In her music video posted above, Gaga holds a staff of some sort no doubt referring back to her idea of a “disco stick” with a glowing apparatus at the top. Surrounding her, men watch her every move, mesmerized by both the way she moves her hips and the way she asserts superiority over the men with her staff, as if she is ruling over them. The video cuts to Gaga, naked but slightly covered in sequins and gems, in a room with two men, and later to a clip of her pushing a policeman and policewoman into a booth and behaving sexually promiscuous with each of them.

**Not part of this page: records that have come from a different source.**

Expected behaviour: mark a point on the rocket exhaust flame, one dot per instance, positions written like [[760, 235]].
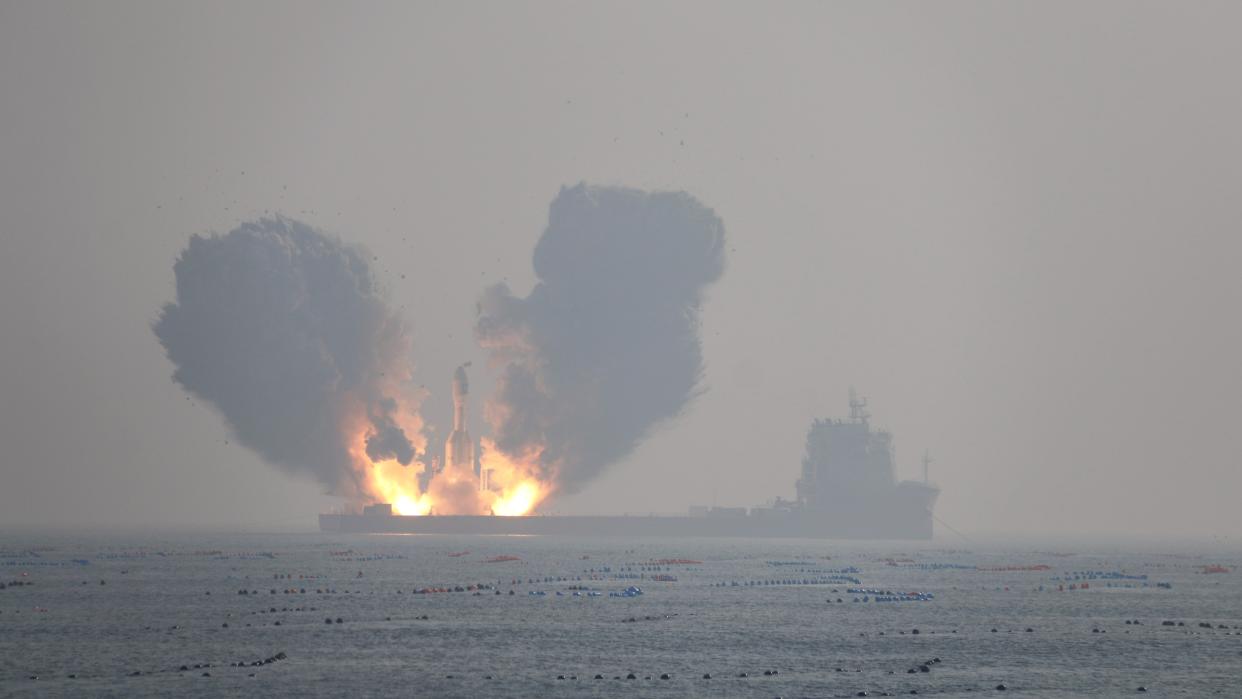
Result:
[[286, 332]]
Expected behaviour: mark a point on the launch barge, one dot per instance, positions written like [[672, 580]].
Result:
[[847, 491]]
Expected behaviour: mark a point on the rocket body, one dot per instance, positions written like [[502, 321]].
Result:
[[460, 448]]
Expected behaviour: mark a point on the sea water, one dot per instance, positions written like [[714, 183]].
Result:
[[441, 616]]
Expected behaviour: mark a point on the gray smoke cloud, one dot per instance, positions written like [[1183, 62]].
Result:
[[606, 345], [286, 333]]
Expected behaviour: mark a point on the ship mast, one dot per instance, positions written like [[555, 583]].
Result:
[[857, 407]]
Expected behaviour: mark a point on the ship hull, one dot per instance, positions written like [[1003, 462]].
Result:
[[800, 525]]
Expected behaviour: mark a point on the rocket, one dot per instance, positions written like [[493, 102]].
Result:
[[460, 448]]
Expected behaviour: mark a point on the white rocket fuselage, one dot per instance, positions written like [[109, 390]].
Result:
[[460, 448]]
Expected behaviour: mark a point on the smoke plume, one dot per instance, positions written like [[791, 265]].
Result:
[[285, 332], [606, 345]]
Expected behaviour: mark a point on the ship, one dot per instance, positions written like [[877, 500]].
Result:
[[847, 489]]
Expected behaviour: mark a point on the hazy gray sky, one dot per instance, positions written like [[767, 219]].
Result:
[[1012, 225]]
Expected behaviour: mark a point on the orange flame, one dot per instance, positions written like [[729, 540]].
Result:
[[513, 487]]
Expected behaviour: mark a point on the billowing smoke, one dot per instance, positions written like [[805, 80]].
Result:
[[285, 332], [606, 347]]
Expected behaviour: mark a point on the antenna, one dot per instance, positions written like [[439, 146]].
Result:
[[857, 407]]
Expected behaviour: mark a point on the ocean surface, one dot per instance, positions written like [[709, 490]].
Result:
[[214, 615]]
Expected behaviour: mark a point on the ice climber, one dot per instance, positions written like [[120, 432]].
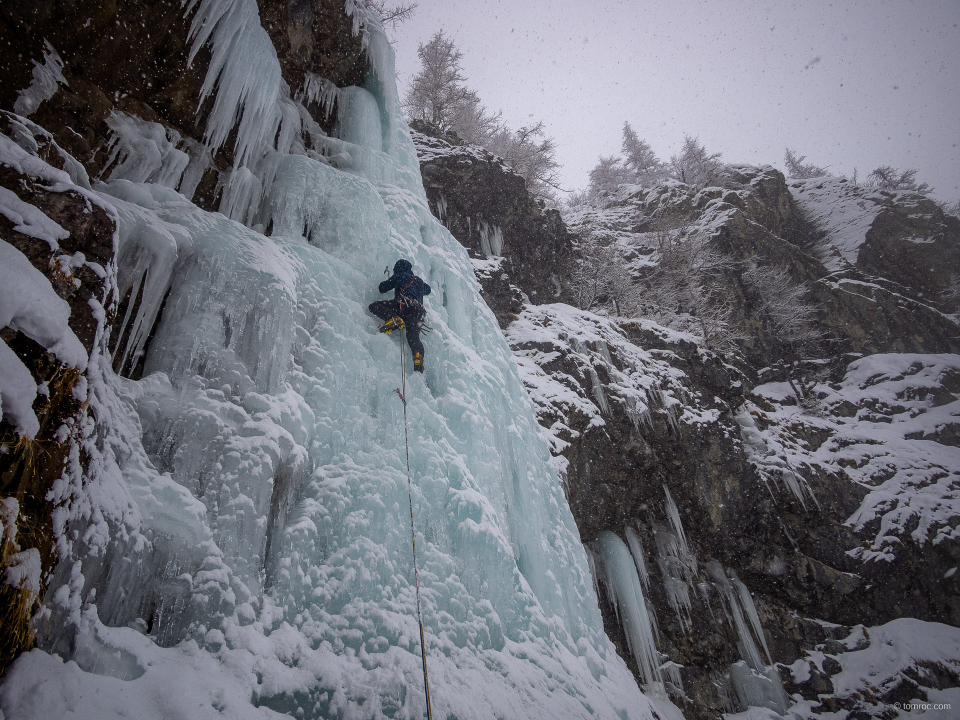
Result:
[[406, 309]]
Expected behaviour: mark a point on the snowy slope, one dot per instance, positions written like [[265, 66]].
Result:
[[890, 426], [237, 542]]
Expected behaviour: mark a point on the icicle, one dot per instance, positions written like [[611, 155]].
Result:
[[756, 684], [597, 390], [674, 515], [747, 601], [242, 191], [678, 565], [143, 151], [670, 671], [319, 90], [768, 465], [200, 162], [625, 592], [243, 78], [636, 548], [491, 239]]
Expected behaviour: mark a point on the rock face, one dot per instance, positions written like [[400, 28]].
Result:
[[825, 528], [486, 207], [80, 71], [75, 266]]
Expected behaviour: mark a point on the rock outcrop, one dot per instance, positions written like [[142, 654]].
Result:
[[790, 502], [486, 206]]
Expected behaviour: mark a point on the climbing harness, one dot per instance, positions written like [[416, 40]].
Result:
[[413, 533]]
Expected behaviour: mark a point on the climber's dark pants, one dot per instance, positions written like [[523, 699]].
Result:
[[411, 314]]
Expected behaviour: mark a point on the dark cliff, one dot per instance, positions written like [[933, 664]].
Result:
[[783, 495]]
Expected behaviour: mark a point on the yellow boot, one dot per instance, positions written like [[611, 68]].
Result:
[[392, 324]]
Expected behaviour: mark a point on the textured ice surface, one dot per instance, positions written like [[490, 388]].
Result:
[[29, 304], [874, 665], [891, 432], [237, 542]]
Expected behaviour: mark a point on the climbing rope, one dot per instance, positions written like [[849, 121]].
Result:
[[413, 533]]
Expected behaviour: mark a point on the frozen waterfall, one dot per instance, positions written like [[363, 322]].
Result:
[[238, 542]]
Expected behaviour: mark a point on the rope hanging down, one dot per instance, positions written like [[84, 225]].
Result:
[[413, 533]]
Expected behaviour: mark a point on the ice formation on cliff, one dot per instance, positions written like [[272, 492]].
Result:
[[235, 539]]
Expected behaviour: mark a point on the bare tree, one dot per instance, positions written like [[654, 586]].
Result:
[[796, 168], [695, 166], [600, 278], [644, 166], [789, 318], [684, 291], [887, 177], [391, 15], [438, 93], [606, 177], [531, 154]]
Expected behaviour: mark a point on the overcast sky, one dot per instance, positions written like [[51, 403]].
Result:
[[848, 84]]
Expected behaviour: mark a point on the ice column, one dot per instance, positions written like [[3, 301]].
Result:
[[625, 592], [756, 684], [677, 564]]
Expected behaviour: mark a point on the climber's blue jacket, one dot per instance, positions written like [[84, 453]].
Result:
[[404, 283]]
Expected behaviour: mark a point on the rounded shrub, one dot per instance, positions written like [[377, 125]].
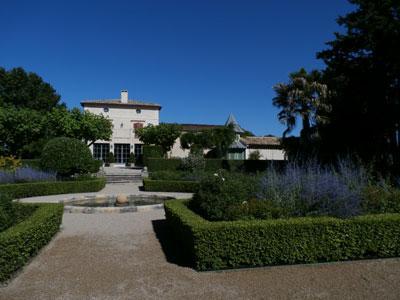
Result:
[[67, 156], [220, 195]]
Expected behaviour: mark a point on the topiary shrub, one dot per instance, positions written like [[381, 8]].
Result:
[[219, 193], [110, 159], [67, 156], [7, 213]]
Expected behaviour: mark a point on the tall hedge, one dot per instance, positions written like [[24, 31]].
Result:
[[151, 151], [22, 241], [32, 189], [68, 156], [221, 245]]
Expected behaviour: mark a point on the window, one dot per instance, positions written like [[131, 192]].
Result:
[[100, 151], [135, 127]]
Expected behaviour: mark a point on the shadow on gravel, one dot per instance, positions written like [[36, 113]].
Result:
[[172, 253]]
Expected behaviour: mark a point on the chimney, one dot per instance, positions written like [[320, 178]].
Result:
[[124, 96]]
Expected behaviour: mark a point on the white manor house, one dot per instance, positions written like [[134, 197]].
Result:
[[128, 115]]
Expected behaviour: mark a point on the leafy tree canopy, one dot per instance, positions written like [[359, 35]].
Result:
[[21, 89], [163, 135], [82, 125], [363, 68], [303, 96], [18, 128]]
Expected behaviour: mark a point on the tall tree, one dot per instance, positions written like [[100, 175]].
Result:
[[363, 67], [303, 96], [18, 128], [21, 89], [163, 135], [82, 125], [217, 139]]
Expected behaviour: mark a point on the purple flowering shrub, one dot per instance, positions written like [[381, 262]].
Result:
[[25, 174], [310, 189]]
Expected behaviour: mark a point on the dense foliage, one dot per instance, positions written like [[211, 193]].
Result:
[[219, 194], [33, 189], [361, 114], [68, 156], [163, 135], [21, 242], [21, 89], [363, 69], [305, 97], [299, 190], [26, 174], [9, 163], [30, 115], [220, 245]]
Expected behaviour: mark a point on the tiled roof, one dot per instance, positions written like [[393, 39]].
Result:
[[198, 127], [237, 145], [118, 102], [261, 140], [232, 121]]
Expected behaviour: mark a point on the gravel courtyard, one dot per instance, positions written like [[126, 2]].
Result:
[[119, 256]]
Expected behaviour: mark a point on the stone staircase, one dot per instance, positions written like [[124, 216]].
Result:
[[123, 178]]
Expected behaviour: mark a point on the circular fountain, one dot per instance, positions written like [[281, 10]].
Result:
[[120, 203]]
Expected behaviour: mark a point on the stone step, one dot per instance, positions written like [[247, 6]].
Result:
[[123, 178]]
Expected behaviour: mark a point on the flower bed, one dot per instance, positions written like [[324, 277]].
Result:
[[20, 242], [32, 189], [234, 244]]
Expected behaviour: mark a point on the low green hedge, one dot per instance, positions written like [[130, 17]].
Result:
[[23, 240], [170, 186], [162, 164], [32, 189], [172, 164], [235, 244]]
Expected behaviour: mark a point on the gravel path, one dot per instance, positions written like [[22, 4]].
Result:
[[109, 189], [119, 256]]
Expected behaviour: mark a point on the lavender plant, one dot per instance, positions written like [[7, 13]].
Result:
[[26, 174], [311, 189]]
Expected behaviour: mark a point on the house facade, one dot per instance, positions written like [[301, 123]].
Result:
[[268, 147], [126, 116], [129, 115]]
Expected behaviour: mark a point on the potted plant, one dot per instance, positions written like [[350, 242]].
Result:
[[131, 159], [110, 159]]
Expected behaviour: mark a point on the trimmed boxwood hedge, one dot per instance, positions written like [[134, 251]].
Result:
[[23, 240], [170, 186], [173, 164], [235, 244], [32, 189]]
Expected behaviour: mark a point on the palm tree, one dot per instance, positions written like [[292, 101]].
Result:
[[305, 97]]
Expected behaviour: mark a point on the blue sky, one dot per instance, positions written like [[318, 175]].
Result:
[[201, 60]]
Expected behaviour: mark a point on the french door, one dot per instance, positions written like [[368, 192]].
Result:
[[121, 152], [100, 151]]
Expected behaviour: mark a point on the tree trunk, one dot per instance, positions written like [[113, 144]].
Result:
[[305, 132]]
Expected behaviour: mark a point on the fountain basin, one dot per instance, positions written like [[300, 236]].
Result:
[[109, 204]]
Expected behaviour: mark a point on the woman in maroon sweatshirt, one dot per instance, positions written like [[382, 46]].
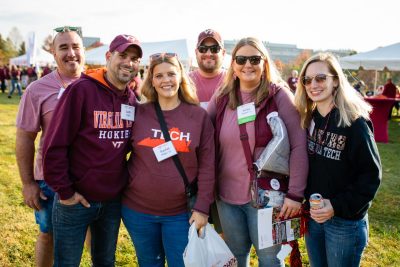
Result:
[[154, 204]]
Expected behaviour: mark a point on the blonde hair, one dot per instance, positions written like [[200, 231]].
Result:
[[270, 75], [187, 90], [346, 99]]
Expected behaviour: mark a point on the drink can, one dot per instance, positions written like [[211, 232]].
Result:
[[316, 201]]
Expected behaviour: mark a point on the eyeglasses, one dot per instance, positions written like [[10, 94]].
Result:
[[78, 30], [213, 48], [319, 78], [162, 55], [254, 60]]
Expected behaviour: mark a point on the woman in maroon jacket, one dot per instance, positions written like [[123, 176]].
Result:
[[154, 204]]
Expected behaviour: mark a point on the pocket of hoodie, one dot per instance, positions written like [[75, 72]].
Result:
[[101, 183]]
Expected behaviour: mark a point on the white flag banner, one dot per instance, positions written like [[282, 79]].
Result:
[[31, 48]]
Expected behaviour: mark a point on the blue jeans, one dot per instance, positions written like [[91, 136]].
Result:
[[70, 224], [43, 216], [157, 237], [15, 83], [239, 224], [337, 242]]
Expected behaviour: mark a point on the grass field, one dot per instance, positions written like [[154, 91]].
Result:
[[18, 229]]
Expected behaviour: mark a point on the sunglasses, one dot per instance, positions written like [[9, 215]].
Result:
[[157, 56], [254, 60], [213, 48], [78, 30], [319, 78]]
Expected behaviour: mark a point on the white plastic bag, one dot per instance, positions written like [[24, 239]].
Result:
[[275, 156], [209, 250]]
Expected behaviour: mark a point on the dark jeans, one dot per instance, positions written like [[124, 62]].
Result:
[[70, 224], [337, 242], [157, 237]]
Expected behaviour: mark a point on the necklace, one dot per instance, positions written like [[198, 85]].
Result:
[[63, 83], [320, 141]]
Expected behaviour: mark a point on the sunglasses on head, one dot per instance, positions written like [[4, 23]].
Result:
[[162, 56], [213, 48], [78, 30], [319, 78], [254, 60]]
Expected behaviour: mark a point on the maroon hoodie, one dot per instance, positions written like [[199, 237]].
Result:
[[86, 146]]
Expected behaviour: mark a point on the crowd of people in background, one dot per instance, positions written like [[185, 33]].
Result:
[[14, 77]]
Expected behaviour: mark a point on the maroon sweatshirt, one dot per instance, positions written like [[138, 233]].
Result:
[[157, 188], [86, 146]]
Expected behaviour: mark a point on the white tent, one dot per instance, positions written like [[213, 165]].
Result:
[[183, 47], [377, 59], [41, 58]]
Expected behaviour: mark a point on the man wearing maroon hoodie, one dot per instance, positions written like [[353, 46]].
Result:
[[85, 156]]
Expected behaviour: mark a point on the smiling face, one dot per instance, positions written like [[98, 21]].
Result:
[[210, 62], [68, 53], [248, 74], [122, 67], [321, 92], [166, 81]]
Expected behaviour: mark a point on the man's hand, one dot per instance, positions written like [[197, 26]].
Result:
[[199, 218], [31, 193], [324, 214], [290, 208], [75, 199]]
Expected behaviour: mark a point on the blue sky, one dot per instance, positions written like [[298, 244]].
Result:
[[361, 25]]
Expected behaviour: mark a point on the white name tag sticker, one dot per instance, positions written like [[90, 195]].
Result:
[[60, 92], [246, 113], [264, 225], [127, 112], [164, 151]]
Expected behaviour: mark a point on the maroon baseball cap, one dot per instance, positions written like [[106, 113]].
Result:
[[209, 33], [123, 41]]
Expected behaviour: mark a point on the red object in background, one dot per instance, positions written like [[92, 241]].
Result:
[[379, 116]]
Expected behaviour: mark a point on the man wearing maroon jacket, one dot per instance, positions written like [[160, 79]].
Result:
[[85, 156]]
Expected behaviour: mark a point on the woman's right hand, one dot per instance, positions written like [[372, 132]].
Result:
[[75, 199], [323, 214]]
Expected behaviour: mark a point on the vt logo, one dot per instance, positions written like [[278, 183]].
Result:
[[117, 144]]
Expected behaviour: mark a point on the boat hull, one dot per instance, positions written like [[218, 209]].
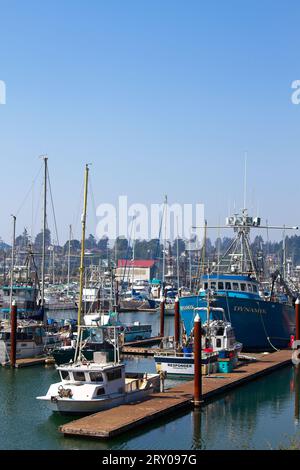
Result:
[[70, 406], [260, 325]]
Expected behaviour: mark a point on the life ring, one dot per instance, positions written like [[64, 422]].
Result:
[[296, 357]]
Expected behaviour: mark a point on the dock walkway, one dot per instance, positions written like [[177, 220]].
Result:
[[115, 421]]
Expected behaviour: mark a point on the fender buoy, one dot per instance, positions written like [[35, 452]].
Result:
[[296, 357]]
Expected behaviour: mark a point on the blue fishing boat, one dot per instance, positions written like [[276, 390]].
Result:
[[262, 320]]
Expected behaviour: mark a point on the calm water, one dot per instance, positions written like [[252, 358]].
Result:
[[260, 415]]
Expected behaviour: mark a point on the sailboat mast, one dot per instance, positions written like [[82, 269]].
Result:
[[164, 245], [83, 223], [44, 230], [69, 258], [12, 261]]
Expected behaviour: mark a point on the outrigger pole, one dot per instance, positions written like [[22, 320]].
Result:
[[83, 224]]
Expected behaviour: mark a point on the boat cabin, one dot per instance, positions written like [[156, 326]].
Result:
[[230, 285], [111, 379]]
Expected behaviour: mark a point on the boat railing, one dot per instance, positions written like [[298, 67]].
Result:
[[182, 354]]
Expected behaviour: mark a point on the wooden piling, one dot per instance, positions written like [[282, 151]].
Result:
[[13, 334], [162, 317], [197, 362], [297, 315], [176, 323]]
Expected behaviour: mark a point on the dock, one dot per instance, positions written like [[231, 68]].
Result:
[[113, 422], [28, 362]]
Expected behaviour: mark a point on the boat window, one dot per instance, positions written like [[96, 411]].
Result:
[[65, 375], [96, 377], [79, 376], [114, 374]]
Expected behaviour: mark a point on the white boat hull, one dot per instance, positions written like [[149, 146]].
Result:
[[71, 406]]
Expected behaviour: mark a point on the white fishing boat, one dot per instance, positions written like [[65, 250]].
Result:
[[90, 387]]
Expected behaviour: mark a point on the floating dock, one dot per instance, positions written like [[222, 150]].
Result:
[[28, 362], [113, 422]]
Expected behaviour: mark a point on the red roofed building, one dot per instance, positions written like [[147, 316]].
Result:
[[135, 269]]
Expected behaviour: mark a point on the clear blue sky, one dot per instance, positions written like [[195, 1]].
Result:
[[161, 96]]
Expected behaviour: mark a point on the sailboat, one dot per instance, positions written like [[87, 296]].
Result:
[[92, 386]]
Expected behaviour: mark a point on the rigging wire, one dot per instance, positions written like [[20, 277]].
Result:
[[52, 205], [29, 192]]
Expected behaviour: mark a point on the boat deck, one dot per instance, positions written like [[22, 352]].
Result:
[[118, 420]]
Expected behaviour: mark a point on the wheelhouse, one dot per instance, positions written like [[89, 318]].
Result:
[[230, 284]]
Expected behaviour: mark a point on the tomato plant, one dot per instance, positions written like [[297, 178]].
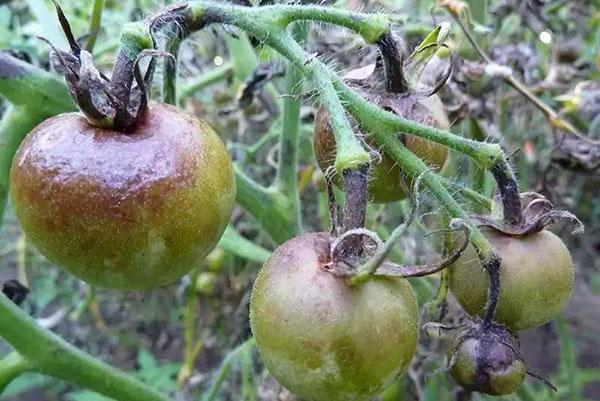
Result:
[[132, 209], [123, 188], [387, 182], [536, 279], [323, 339]]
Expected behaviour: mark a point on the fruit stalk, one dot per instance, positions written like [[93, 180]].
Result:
[[509, 193], [393, 60], [287, 179]]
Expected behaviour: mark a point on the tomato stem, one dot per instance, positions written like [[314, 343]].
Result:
[[287, 179], [12, 366], [393, 60]]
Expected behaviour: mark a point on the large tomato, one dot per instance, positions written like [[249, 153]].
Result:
[[127, 210]]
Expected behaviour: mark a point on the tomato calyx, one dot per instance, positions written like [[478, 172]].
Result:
[[357, 253], [538, 213], [106, 102]]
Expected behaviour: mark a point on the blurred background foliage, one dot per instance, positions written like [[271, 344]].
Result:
[[190, 339]]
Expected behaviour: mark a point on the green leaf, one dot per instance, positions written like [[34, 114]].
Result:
[[424, 52]]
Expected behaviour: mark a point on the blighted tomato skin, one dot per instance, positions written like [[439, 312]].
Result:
[[323, 339], [536, 279], [385, 184], [125, 210], [501, 370]]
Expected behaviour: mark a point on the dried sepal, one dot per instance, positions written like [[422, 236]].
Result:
[[94, 93], [538, 214]]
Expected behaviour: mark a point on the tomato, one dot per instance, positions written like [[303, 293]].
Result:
[[487, 365], [536, 279], [387, 183], [323, 339], [126, 210]]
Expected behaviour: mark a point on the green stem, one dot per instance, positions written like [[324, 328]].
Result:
[[12, 366], [169, 88], [485, 154], [370, 26], [203, 81], [415, 167], [267, 205], [225, 368], [259, 22], [287, 179], [95, 25], [234, 243], [49, 354]]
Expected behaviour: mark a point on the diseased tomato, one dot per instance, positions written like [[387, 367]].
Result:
[[387, 183], [536, 279], [323, 339], [488, 364], [126, 210]]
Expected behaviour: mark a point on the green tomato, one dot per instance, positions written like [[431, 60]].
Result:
[[488, 366], [125, 210], [536, 279], [323, 339]]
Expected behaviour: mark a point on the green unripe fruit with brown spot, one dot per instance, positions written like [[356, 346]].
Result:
[[323, 339], [536, 279]]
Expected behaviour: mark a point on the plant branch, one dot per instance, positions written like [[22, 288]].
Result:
[[47, 353], [95, 24], [370, 26], [169, 88], [208, 78], [415, 167], [555, 120], [12, 366], [287, 170], [267, 205]]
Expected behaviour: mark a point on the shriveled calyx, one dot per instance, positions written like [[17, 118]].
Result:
[[118, 102]]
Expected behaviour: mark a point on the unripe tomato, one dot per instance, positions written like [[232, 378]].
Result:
[[127, 210], [536, 279], [386, 180], [323, 339], [489, 367]]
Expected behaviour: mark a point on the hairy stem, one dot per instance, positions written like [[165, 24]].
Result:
[[415, 167], [95, 24], [268, 206], [287, 179], [169, 88]]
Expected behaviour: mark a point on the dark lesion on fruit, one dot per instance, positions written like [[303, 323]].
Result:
[[11, 67]]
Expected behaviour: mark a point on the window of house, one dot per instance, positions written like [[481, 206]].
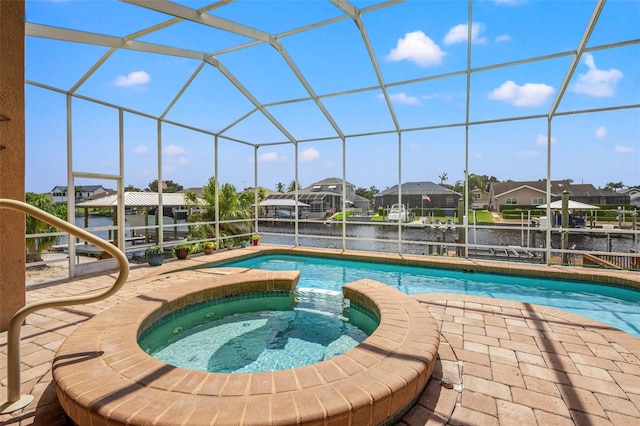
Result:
[[537, 201]]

Her sexual promiscuity is evidently used as a tool of empowerment for her because both the men and the women she goes after comply with a seemingly blind devotion; as if they would do anything for her.
Whereas Grupo Niche’s song uses the idea of a stick to exert violent power over the opposite sex, Lady Gaga uses the same idea to evoke a kind of sexually mesmerizing power, less violent than Grupo Niche’s, over both men and women. Being a woman herself, there are obvious lesbian and bisexual references that are present in this video and in other Latin@ music like Chabela Vargas’s. Gaga’s music video also parallels greatly the type of sexual empowerment that Celia Cruz’s “La Negra Tiene Tumbao” does in the fact that Gaga struts and dances half naked in front of men, painted in glitter instead of gold.